Boorstin's Doodling Sessions
Referring to President Clinton's penchant for endless policy gabfests, former treasury secretary Lloyd Bentsen once quipped that Clinton was the "meetingest" fellow he'd ever met. In his time as a White House aide, a State Department official and a senior adviser at Treasury, 40-year-old Bob Boorstin has attended many of those meetings.
And he has something to show for it: "a fine selection of doodles produced during six years of fascinating meetings," as an invitation to Boorstin's Treasury Department goodbye party cheekily describes his output. About two dozen of Boorstin's doodles--intense and meticulous creations, mostly pen-and-ink, some of them black and white, a few brightly colored--will be on display Tuesday in the Treasury building's Cash Room for the celebration of his escape to the private sector. Boorstin, who's been very public about his manic-depression, had wanted to auction his doodles to benefit the National Alliance for Research on Schizophrenia and Depression, but government ethics cops vetoed the plan.
"I think I started doodling as an exercise in subpoena-avoidance," said Boorstin, who generally worked left-handed in ballpoint on 8-by-11 note pads. "It was clear after just a few months in the White House that anything you wrote down was subject to subpoena. . . . Some of these doodles took me two weeks to finish. Of course, occasionally I was required to pay attention to the meeting."
Tales of Brinkley, Day 3
* Our friend Douglas Brinkley has registered a heated objection to The Source's coverage of his television exploits after John F. Kennedy Jr.'s plane crash. Yesterday we reported that Brinkley shook hands on a $10,000 consulting deal with ABC News, but then switched to NBC when "Today" show executive producer Jeff Zucker matched the ABC offer.

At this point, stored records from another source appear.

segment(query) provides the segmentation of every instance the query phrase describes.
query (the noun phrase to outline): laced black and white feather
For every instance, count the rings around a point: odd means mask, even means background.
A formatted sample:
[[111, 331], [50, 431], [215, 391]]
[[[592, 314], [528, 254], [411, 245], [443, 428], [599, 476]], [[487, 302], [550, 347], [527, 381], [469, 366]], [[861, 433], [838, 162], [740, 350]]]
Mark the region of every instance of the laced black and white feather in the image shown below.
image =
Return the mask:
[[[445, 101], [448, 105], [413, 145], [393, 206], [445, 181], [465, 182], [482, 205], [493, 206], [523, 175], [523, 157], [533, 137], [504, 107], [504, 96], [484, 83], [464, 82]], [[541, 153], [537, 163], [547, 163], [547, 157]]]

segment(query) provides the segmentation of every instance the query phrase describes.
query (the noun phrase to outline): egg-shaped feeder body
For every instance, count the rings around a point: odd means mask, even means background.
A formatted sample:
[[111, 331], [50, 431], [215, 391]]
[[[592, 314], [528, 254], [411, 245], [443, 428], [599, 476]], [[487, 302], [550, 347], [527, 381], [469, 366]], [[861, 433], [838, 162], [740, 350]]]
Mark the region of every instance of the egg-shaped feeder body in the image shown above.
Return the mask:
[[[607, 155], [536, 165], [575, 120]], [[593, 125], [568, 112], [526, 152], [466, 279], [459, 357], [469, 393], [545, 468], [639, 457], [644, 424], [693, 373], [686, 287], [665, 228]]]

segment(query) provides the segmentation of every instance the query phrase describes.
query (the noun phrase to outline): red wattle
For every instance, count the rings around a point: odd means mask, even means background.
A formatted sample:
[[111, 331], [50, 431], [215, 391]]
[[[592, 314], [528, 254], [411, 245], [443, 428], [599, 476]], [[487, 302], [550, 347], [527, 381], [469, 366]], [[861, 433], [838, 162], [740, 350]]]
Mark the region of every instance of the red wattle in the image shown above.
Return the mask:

Never happened, Brinkley told us through his lawyer. When we checked back with our original sources at both networks, they insisted we had it right. "At the time we gave you that statement, the information was accurate," said "Today" publicist Allison Gollust, referring to our Wednesday conversation with Zucker. According to our informants at NBC, Zucker learned yesterday--after our item appeared--that the presidential historian has decided to appear on camera pro bono.
We are at a loss to resolve these contradictions, so we'll give the last word to Brinkley's attorney: "Number one, Douglas Brinkley is not a paid NBC consultant," George Tobia told us. "Two, with respect to the purported NBC and ABC agreements, there were discussions at each network about an agreement, but no agreement was ever finalized at either network. And thirdly, Brinkley has not been paid by anyone for any of the television commentary he's given in connection with this recent tragedy."
An Ominous Sign?
* Spooky doings in Burkittsville, Md., a sleepy village (pop. 200) near Frederick and the setting of "The Blair Witch Project." The creepy low-budget movie, which opened July 16, is about three film students who venture into the Burkittsville woods to shoot a documentary about the legend of the Blair Witch. They're never heard from again, but their cameras and film are discovered later. Looming ominously in an early scene is a road sign that welcomes visitors "to the historic village of Burkittsville . . . 1824."
That sign has vanished without a trace. Village officials believe it was stolen in the wee hours last Friday--perhaps by fans of the pseudo-documentary. As a precaution the village has removed three similar signs at the Burkittsville borders. "We just thought they'd be taken in time, too," Mayor Joyce Brown told us. There have been other acts of petty crime apparently inspired by the movie. A candle was left burning in one of the town's cemeteries, where police on more than one occasion have chased teenagers away.
Burkittsville has been inundated with curiosity-seekers. Brown has recorded the following greeting on her town hall answering machine: "If this is in regards to 'The Blair Witch Project,' it is fiction. However, we welcome you to our community. You'll see that we have rich farmlands, mountains and a quaint village--so looking forward to meeting you." As for the welcome signs, Brown said: "We'll put them back up when things calm down."
THIS JUST IN . . .
* Two more friends of John F. Kennedy Jr. issued statements yesterday. "John was a great man," said Mike Tyson, whom Kennedy visited in the Montgomery County jail in March. "My wife and I will always appreciate all the kindness he offered freely over the past couple of years." Kennedy's former girlfriend, Daryl Hannah, said: "I find it so hard to believe that John is gone. But now we must face reality and embrace the memory of his spirit and his voracious lust for life, which will live on."
CAPTION: Hieroglyphics Boorstin drew during a health care session with Hillary Clinton, above, and a skyline produced in a Treasury meeting.
CAPTION: Brinkley: The saga continues.
CAPTION: The stolen sign, as seen in "The Blair Witch Project."